Note that the query for MAX_SETUP_TIME
still returns zero rows so I also don't think we have a regression in that regard.
Updated by mkittler 7 months ago
Looks like arm22 was no longer updated because it had perl-Mojo-IOLoop-ReadWriteProcess and perl-Text-Glob from devel:openQA:Leap:*
installed but we now rely on Leap repos for those. So I will updated it manually (allowing the vendor change) as soon as our repositories are good again¹.

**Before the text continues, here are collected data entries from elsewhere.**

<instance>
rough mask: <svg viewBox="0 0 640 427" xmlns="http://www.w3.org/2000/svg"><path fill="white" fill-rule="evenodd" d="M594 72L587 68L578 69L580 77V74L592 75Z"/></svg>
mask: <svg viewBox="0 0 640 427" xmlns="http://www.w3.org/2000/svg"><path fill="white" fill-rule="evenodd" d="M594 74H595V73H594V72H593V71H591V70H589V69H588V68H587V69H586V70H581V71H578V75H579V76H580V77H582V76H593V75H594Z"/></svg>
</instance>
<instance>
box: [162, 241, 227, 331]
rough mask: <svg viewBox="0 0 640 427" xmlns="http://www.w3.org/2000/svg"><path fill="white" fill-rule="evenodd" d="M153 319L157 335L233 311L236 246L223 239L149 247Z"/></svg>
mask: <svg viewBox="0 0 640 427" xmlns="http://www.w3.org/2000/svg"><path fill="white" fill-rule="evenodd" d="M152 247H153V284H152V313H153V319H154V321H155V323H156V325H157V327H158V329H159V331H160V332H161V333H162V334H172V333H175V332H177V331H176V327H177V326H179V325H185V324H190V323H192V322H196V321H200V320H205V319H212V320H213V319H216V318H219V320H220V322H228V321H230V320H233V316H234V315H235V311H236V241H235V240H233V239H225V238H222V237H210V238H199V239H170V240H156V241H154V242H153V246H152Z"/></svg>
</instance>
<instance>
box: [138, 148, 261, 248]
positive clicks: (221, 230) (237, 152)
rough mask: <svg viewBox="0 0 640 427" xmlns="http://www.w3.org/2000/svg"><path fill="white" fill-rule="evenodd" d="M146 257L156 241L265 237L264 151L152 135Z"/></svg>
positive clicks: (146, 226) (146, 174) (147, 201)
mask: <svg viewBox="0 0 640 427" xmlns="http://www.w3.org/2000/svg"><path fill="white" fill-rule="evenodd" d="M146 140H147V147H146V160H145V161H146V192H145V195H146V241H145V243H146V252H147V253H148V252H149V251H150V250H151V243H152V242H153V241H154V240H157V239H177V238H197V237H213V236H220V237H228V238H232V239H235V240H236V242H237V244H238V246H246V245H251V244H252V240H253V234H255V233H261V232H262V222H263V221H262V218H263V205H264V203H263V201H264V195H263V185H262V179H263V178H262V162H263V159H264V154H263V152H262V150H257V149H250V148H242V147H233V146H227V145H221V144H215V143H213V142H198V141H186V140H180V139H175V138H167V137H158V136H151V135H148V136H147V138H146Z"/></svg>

(Currently the update is prevented by File './noarch/os-autoinst-distri-opensuse-deps-1.1710149510.aaa04ac0-lp155.13942.1.noarch.rpm' not found on medium 'http://download.opensuse.org/repositories/devel:openQA/15.5'
and the error didn't go away after refreshing repos multiple times.)